No livro que li do teólogo Paul Valadier, este afirma que a Igreja, melhor dito, os cristãos, devem ser “incitadores do desejo”. Esta expressão ficou registada, à espera de vez.
Frequentemente associamos a fé, a Igreja, ao domínio do racional: “acreditas em Deus?” situa-se no mesmo patamar em que acreditamos ou não na justiça em Portugal. Também acreditamos nas verdades da fé, no Credo, em tudo o que a Santa Madre Igreja recomenda. O ato de crer aparece empobrecido e mutilado. No mercado global contemporâneo das mil vozes, que lugar haverá ainda para falar da fé (o que quer que entendamos desta expressão)?

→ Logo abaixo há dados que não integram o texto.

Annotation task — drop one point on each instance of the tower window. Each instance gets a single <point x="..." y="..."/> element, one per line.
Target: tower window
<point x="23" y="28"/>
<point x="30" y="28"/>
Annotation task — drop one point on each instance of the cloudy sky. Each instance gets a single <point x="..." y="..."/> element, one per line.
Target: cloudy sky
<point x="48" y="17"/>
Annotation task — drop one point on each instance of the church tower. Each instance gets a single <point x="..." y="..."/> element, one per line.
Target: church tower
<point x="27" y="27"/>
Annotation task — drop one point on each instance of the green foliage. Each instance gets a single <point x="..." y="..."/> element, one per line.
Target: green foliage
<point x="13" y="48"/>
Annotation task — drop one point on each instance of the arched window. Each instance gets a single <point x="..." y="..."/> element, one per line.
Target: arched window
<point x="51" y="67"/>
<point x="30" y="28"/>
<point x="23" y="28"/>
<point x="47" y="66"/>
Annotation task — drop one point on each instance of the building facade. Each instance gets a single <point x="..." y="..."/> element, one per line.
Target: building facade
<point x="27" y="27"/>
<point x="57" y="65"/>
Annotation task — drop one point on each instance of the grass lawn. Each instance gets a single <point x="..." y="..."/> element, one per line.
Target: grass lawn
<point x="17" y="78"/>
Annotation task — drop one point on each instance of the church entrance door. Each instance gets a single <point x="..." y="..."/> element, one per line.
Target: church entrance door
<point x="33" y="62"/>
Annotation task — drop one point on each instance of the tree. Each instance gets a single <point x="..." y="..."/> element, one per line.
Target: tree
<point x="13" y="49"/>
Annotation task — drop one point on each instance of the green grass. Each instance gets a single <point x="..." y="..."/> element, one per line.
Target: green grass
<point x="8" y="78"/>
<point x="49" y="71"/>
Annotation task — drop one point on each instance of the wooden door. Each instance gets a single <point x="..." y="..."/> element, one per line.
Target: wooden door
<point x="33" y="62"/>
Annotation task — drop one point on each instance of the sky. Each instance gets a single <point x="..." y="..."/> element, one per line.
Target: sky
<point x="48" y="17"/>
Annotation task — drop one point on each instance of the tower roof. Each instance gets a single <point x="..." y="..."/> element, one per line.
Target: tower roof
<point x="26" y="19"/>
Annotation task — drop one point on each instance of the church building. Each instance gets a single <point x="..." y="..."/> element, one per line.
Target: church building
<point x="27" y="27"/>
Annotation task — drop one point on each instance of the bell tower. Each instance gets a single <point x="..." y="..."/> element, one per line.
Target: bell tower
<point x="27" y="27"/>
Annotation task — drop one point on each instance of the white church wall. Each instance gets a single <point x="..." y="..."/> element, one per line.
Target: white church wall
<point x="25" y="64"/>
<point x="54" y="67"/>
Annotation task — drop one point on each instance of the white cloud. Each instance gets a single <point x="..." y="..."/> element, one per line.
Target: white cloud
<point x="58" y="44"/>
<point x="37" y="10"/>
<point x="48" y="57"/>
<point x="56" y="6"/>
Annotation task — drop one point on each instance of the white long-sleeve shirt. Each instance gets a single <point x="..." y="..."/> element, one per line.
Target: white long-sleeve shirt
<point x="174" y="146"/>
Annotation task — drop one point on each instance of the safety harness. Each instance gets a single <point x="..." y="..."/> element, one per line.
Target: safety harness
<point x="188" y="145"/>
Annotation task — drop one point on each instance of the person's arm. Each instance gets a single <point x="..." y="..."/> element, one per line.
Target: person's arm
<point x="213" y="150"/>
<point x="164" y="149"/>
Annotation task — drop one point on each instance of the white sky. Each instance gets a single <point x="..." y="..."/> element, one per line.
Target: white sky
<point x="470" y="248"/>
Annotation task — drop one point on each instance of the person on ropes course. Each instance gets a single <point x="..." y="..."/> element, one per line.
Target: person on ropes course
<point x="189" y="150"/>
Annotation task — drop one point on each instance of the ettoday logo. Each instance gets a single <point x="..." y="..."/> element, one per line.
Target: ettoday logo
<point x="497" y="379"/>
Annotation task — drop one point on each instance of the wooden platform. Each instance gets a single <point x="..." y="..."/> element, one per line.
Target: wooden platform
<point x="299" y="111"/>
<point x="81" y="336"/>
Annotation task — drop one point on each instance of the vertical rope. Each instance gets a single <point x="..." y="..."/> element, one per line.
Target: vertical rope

Mas agora, incitar ao desejo, isso é outra música. “Incitar” para evocar um ato de transgressão, uma atitude deliberada e intencional de provocar um efeito. Quanto à palavra “desejo”, quanto haveria a dizer dela. A Igreja lá foi tendo alguma desconfiança sobre os “desejos da carne”. Desejar escapa à ordem do racional, do controlo. É uma erupção da vontade, indómita, o coração do crente na procura desabrida do objeto do seu amor. Não vamos lá pelo sermão. Não aquecemos porque não estamos quentes. Nos relatos dos evangelhos relativos à ressurreição de Jesus, amo particularmente a figura de Maria Madalena. Ela chora, corre, prostra-se aos pés do Cristo. Fala dele, mas não a acreditam. Os apóstolos estão no domínio do racional, ela vive e ama apaixonadamente. Maria madalena foi uma verdadeira incitadora do desejo. Quem dera descesse assim um fogo.